Register Guidelines E-Books Search Today's Posts Mark Forums Read

Go Back   MobileRead Forums > E-Book Software > Sigil

Notices

Reply
 
Thread Tools Search this Thread
Old 09-29-2012, 01:16 PM   #1
MizSuz
Connoisseur
MizSuz began at the beginning.
 
Posts: 63
Karma: 10
Join Date: Jul 2011
Device: Sony Touch, Nook Simple Touch, Kobo Aura, Android w/CoolReader
Regex Solution to hidden href search?

I'm considering seppuku and there is a little voice in the back of my head whispering "someone on that forum probably has the answer and could offer it in their sleep." I'm hoping that whisper in my head is right.

As I've mentioned in other places I am currently working on a large project importing very old epubs into calibre. As I bring them in I am trying to clean them up as much as my skill set will allow. I find that my skills are expanding with nearly every book! Anyway, many of these books probably started life as scanned images put through PDF OCR, converted a bazillion times using every free conversion software known to man, and have acquired code garbage that is becoming one of my own personal demons.

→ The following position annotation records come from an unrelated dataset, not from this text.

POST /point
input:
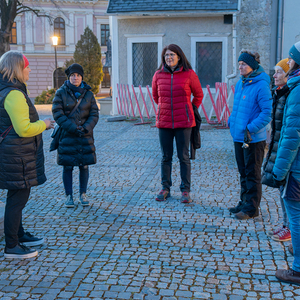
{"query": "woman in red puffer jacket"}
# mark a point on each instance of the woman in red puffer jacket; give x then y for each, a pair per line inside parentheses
(172, 86)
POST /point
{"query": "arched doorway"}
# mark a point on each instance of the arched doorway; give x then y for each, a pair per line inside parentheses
(61, 77)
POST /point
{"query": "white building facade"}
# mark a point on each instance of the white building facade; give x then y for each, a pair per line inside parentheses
(32, 35)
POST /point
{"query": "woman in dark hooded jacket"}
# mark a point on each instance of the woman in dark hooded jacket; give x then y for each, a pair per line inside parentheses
(76, 144)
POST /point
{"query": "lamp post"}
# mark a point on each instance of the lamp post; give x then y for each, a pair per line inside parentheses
(55, 42)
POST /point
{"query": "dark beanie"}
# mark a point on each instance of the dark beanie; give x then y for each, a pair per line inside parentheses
(75, 68)
(249, 60)
(295, 53)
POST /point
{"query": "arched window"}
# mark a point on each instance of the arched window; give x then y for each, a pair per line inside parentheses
(61, 77)
(59, 30)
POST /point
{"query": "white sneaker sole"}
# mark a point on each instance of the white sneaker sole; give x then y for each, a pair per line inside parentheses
(33, 243)
(21, 256)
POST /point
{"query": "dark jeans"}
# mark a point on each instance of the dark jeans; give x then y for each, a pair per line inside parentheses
(249, 163)
(13, 228)
(182, 138)
(68, 179)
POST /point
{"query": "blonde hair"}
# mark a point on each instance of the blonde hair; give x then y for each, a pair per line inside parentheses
(12, 66)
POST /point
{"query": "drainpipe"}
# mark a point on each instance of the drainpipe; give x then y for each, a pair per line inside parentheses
(279, 31)
(234, 49)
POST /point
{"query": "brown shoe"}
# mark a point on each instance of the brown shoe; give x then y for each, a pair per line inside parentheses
(163, 195)
(288, 276)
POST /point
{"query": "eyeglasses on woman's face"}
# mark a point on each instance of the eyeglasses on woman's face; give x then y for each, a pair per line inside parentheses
(170, 55)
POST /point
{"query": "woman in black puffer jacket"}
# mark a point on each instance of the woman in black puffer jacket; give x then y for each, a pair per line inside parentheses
(76, 144)
(280, 95)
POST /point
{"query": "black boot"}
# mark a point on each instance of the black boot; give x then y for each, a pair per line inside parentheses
(237, 208)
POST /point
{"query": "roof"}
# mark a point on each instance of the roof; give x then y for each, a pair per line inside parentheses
(129, 6)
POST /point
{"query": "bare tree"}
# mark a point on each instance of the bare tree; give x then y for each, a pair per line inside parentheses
(9, 9)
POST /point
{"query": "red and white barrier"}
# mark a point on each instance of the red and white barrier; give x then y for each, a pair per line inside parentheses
(139, 101)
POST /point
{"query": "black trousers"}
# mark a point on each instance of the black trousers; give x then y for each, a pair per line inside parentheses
(68, 179)
(249, 163)
(13, 228)
(182, 137)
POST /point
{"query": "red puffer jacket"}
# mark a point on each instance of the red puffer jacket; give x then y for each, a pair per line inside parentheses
(172, 93)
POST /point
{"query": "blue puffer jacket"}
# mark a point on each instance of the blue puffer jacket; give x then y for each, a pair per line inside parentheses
(288, 153)
(251, 107)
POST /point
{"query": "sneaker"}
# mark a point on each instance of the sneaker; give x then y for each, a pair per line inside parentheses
(20, 252)
(274, 232)
(29, 240)
(69, 202)
(185, 198)
(236, 209)
(283, 235)
(163, 195)
(289, 276)
(83, 200)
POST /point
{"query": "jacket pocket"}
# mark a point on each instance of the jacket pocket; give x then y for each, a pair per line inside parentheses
(158, 113)
(293, 189)
(187, 112)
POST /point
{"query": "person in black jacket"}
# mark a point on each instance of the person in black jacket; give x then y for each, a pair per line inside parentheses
(21, 152)
(76, 145)
(280, 94)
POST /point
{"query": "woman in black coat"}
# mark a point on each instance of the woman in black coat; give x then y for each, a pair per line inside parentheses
(280, 94)
(76, 143)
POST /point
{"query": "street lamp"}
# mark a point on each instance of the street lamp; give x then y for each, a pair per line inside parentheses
(54, 43)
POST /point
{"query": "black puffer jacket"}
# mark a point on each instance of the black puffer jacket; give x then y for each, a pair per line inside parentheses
(21, 158)
(279, 99)
(75, 150)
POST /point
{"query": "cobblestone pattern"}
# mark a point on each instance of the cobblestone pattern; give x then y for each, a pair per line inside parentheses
(128, 246)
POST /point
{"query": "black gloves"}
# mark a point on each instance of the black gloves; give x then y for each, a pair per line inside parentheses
(247, 139)
(278, 183)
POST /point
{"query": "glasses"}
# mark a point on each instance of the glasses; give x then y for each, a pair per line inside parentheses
(170, 55)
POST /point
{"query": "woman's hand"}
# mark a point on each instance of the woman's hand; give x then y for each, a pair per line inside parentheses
(49, 123)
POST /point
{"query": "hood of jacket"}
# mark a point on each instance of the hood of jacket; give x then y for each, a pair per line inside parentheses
(255, 76)
(293, 82)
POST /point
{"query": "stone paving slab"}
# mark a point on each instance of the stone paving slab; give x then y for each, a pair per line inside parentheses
(128, 246)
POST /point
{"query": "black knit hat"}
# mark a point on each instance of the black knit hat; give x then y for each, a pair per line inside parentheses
(75, 68)
(249, 60)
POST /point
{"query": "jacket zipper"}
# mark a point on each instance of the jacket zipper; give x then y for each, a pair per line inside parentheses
(172, 100)
(158, 114)
(187, 113)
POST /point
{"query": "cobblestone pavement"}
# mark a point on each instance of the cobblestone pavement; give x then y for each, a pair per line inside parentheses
(128, 246)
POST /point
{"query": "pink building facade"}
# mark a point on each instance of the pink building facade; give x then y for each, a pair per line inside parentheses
(32, 35)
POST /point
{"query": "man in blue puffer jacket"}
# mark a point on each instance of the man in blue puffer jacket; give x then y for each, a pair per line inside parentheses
(286, 171)
(251, 113)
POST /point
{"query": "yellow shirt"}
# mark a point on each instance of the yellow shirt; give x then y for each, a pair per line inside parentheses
(18, 110)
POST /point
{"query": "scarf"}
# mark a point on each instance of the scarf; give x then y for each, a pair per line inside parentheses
(294, 74)
(77, 90)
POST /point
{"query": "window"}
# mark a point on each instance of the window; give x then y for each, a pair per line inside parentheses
(209, 62)
(61, 77)
(106, 78)
(59, 30)
(104, 34)
(209, 57)
(13, 34)
(144, 63)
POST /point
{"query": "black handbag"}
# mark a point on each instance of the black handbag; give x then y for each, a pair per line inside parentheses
(56, 134)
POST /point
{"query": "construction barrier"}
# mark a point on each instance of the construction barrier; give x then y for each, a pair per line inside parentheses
(133, 101)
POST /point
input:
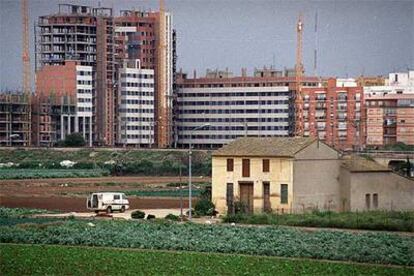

A lot of these books have gone through Word on their way to epub. In searching the forums I am seeing a lot of options for cleaning up the MsoNormal that I'm looking forward to trying. That's not my issue here.

At some point these books had images with "Top," "Back" and "Next" buttons that were links to previous and next chapters or up to the main TOC. I've seen this in LIT files before. Now, however, there are no buttons but some of the links, which are invisible in WYSYWIG, are still active (or are trying to be) but they point to non-existent files on someone presumably long dead's c drive. Because each one is for a different numbered chapter, image, etc., there is no one universal search. They are unique if only by a couple of letters or numbers.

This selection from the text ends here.